Der Gänsegeier fliegt wieder
Halb verhungert konnten Wildhüter vor zwei Wochen einen jungen Gänsegeier aufgreifen. Seit Mittwoch fliegt er nun wieder.

Und plötzlich geht alles ganz schnell. Der junge Gänsegeier streckt seinen Kopf durch die Käfigtüre, macht zwei Schritte, stösst sich vom Boden ab, schlägt drei, vier Mal kräftig mit seinen Flügeln und segelt davon. Der Flug dauert nur einige Sekunden. In einem nahe gelegenen Tannenwipfel macht es sich der Vogel gemütlich.

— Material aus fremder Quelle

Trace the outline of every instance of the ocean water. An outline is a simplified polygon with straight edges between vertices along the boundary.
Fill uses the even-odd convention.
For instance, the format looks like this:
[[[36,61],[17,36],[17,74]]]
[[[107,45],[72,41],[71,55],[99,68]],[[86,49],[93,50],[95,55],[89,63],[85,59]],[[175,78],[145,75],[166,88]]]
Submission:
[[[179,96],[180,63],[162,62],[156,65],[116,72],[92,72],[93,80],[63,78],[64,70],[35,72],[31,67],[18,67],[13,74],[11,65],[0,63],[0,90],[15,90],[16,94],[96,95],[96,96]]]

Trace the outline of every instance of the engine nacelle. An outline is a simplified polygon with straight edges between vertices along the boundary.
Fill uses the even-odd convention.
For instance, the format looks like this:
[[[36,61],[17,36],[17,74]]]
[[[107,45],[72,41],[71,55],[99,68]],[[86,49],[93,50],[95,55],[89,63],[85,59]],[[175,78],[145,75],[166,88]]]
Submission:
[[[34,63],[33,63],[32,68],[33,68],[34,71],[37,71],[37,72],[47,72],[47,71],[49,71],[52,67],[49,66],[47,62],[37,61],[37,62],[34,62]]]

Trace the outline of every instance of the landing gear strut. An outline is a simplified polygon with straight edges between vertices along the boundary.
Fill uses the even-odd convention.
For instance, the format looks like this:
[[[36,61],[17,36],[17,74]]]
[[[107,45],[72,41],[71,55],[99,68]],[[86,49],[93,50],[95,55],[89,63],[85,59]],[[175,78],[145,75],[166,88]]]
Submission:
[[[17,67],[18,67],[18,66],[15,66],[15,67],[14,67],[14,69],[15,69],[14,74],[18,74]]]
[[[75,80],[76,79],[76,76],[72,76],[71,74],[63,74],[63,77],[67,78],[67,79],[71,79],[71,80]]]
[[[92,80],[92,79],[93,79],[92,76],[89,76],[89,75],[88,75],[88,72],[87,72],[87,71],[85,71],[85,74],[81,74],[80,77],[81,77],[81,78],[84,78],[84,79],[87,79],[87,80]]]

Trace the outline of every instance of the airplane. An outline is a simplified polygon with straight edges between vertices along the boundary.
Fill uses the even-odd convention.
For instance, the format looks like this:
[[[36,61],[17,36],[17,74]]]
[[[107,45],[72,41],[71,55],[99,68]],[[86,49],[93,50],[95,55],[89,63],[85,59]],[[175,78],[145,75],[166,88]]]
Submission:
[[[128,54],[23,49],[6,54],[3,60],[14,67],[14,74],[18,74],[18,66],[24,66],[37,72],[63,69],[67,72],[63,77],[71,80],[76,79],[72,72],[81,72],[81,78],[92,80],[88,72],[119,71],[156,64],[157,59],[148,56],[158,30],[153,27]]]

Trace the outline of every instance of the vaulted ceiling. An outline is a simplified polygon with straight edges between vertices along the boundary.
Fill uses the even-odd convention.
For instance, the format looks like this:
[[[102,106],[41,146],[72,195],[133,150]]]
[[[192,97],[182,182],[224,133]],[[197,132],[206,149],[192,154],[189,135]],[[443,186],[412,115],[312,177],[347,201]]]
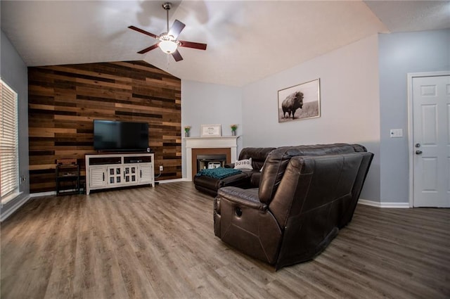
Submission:
[[[164,1],[0,1],[1,30],[29,66],[144,60],[183,79],[243,86],[378,32],[450,27],[445,1],[171,1],[186,24],[175,62],[127,28],[165,32]]]

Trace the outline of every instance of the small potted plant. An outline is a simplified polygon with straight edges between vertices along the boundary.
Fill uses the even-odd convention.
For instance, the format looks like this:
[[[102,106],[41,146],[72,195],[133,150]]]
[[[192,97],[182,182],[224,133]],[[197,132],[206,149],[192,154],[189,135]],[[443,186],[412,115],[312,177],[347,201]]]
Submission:
[[[236,136],[236,130],[238,129],[238,125],[236,124],[231,125],[230,126],[231,128],[231,135]]]
[[[189,136],[189,132],[190,131],[191,131],[191,126],[184,127],[184,136],[185,137],[188,137]]]

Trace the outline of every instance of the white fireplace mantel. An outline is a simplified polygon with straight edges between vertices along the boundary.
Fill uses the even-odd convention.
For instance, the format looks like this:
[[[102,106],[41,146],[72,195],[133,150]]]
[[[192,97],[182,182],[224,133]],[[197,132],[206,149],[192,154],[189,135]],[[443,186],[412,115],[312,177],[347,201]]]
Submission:
[[[230,148],[231,163],[238,158],[238,136],[221,137],[186,137],[186,164],[188,181],[192,181],[192,149],[193,148]]]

Dass der junge Gänsegeier gestern bei Heiligenschwendi wieder ausgewildert werden konnte, verdankt er wachsamen Bürgern, die das völlig ausgehungerte Tier vor zwei Wochen in der Nähe von Bauernhöfen bei Amsoldingen gesichtet haben. Die avisierten Wildhüter Peter Schwendimann und Andreas Rubin konnten den Vogel, der mit grösster Wahrscheinlichkeit aus Spanien stammt, mit einer Art Fischernetz einfangen. «Es war nicht so einfach, den verwirrten Geier einzufangen», erinnert sich Rubin. Das Tier war in einem erbärmlichen Zustand, völlig dehydriert und ausgehungert. Es konnte nicht mehr fliegen und torkelte nur noch durch die Gegend. Die Wildhüter brachten den rund zwei Jahre alten Gänsegeier in die Schweizer Wildstation in Utzenstorf.
Dem Tod ins Auge gesehen
«Wir gaben dem Tier keine grossen Überlebenschancen», sagt Erika Siegenthaler, die die Wildstation leitet. Die Tierärztin habe ihm eine Infusion mit Vitaminen verabreicht, später habe man den geschwächten Patienten mit Suppenfleisch und Fallwild aufgepäppelt. «Er hat sich zu unserer grossen Freude rasch erholt», so Siegenthaler. Die Genesung verlief derart erfreulich, dass der Gänsegeier bereits zwei Wochen nach seiner Einlieferung wieder ausgewildert werden konnte. Der Vogel wird die Schweiz wohl in den nächsten Tagen Richtung iberische Halbinsel verlassen. «Die Gänsegeier sind perfekte Segler», sagt Wildhüter Rubin. «Sie steigen auf eine Höhe von bis zu 10'000 Meter und schweben über zig Kilometer ohne grossen Krafteinsatz.»
Der Gänsegeier ist in der Schweiz nicht heimisch. Trotzdem wurden in den letzten Jahren vermehrt Tiere gesichtet. Junge Gänsegeier übersommern vermehrt in den Alpen. Im vergangenen Jahr landete bereits ein spanisches Exemplar in der Wildstation in Utzenstorf. «Weil in der Schweiz alles Fallwild entsorgt wird, fehlt den Gänsegeiern, die sich ausschliesslich von Aas ernähren, die Nahrung», sagt Erika Siegenthaler.
«Wenn wir das Fallwild einfach liegen lassen, ist das Problem nicht gelöst», sagt Wildhüter Rubin. Die Schweiz sei ein äusserst dicht besiedeltes Gebiet. Es gelte verschiedene Interessen zu berücksichtigen.